Thousands Flee Fires Near Athens as Greece Endures its Worst Heatwave in 30 years

Thousands of people fled their homes north of Athens on Tuesday as a wildfire reached residential areas.

It comes just a day after Prime Minister Kyriakos Mitsotakis said Greece is currently in the midst of its “worst heatwave” in more than 30 years.

The blaze sent a huge cloud of smoke over Athens and prompted multiple evacuations near Tatoi, 20 kilometres to the north.

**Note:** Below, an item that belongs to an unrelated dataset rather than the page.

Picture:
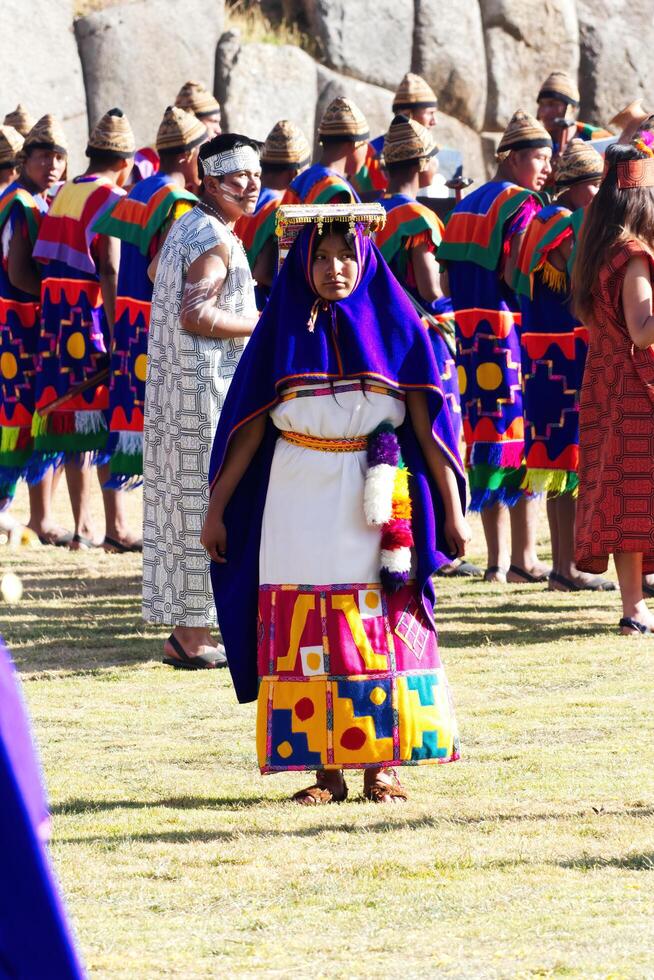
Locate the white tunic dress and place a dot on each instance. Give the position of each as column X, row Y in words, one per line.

Residents left their homes in cars and on motorcycles, heading toward the capital amid a blanket of smoke.

“It is a large fire and it will take a lot of work to get this under control,” greater Athens regional governor George Patoulis told state-run ERT television. “The foliage is very dense in these areas and it is very dried out due to the heatwave, so the conditions are difficult.”

Wildfires also raged in other parts of Greece, prompting evacuations in a coastal area of the southern Peloponnese region as well as on the islands of Evia and Kos, authorities said.

Mitsotakis said on Monday that the country is “facing the worst heatwave since 1987… [causing] a burden on the electricity network.” The 1987 heatwave killed more than 1,100 people.

Mitsotakis added the authorities “were doing everything possible to deal with the situation” and urged users to “limit their consumption especially at the beginning of the afternoon and during the night”.

Temperatures reached 45°C in some regions on Monday with the heatwave expected to peak early this week.